U.S. HIV border ban lifted

by Rex Wockner

New policies that removed the United States’ 22-year-old ban on HIV-positive immigrants and foreign visitors took effect Jan. 4.

Three days later, HIV-positive Dutchman Clemens Ruland and his partner Hugo Bausch arrived at New York’s Kennedy Airport and were met by a representative of Human Rights Watch and the Dutch Embassy’s cultural attaché.

“Travel restrictions on HIV-positive people fundamentally affect their human dignity,” said Boris Dittrich from HRW’s LGBT Rights Program. “Lifting the HIV travel ban was a victory for human rights.”

Bausch won the trip for himself and Ruland in a Dutch AIDS Foundation contest to celebrate the ban’s demise.

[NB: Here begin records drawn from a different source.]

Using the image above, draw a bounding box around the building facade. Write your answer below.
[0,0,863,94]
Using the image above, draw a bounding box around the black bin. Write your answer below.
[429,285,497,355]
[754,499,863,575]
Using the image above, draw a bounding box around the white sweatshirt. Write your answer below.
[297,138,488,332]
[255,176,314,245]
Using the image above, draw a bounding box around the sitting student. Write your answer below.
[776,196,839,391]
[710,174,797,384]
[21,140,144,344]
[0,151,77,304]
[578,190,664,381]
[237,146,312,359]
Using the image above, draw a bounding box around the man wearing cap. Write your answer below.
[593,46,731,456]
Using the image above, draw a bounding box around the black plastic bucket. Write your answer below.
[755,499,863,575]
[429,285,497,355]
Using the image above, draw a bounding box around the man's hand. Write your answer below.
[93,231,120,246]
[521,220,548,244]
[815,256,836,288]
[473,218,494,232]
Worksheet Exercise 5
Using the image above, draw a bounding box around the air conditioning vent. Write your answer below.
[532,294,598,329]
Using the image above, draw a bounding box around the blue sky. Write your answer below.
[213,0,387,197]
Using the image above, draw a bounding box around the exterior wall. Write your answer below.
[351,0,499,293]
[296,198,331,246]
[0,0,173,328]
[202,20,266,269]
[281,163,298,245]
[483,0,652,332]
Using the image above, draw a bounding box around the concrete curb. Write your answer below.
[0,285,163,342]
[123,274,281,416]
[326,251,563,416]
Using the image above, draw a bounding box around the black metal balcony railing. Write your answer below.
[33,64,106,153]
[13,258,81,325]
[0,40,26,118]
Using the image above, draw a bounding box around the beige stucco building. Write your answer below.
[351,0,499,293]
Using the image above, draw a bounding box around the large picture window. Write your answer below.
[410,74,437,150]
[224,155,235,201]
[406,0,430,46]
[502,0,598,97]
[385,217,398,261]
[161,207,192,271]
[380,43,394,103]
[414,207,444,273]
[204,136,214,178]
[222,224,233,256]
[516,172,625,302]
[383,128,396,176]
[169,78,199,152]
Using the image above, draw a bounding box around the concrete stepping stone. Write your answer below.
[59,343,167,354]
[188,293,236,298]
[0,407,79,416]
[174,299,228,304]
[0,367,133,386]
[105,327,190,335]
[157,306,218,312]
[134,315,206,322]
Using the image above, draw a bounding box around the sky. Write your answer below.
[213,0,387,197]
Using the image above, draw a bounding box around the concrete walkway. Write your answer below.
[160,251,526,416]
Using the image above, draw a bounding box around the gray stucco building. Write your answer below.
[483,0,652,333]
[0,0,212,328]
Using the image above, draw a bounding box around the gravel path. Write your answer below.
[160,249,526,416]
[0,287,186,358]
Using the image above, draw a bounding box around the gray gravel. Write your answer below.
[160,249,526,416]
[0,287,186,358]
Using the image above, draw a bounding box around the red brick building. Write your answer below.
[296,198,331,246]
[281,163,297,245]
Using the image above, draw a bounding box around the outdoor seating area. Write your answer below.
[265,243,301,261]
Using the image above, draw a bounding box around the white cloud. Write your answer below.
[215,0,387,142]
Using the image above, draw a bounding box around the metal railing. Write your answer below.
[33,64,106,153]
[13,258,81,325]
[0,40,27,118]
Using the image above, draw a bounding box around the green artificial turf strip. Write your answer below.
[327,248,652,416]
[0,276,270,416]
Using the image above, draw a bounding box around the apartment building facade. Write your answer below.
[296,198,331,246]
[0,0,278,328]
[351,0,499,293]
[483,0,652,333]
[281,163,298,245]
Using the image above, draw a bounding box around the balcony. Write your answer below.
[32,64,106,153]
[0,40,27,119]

In announcing the change last October, President Barack Obama said: “We talk about reducing the stigma of this disease, yet we’ve treated a visitor living with it as a threat. We lead the world when it comes to helping stem the AIDS pandemic, yet we are one of only a dozen countries that still bar people with HIV from entering our own country. If we want to be the global leader in combating HIV/AIDS, we need to act like it.”

In a joint statement at the time, the Global Network of People Living With HIV, the European AIDS Treatment Group and Germany’s Deutsche AIDS-Hilfe “congratulate[d] the United States government on fulfilling its promise and completing the legal procedure that was started by former President Bush on World AIDS Day 2007.”

“This is a great victory for the fight against the worldwide discrimination of people living with HIV,” said AIDS-Hilfe’s Peter Wiessner. “I remember times where we never thought that this would happen. This is an emotional moment and it feels a bit like the fall of the Berlin Wall.”

EATG’s David Haerry called the ban’s demise “groundbreaking” and said it sends “a strong message to other countries maintaining stigmatizing restrictions today, such as Russia, China, Australia and Canada.”

The groups’ statement said that more than 60 nations, including some in Europe, have “stigmatizing entry or residency restrictions” and that “27 countries deport people on the grounds of having an HIV infection.”

The three organizations said they hope the U.S. government will take one final step in relegating the ban to the dustbin of history: “Erase all information with regards to the HIV status of people from its immigration databases.”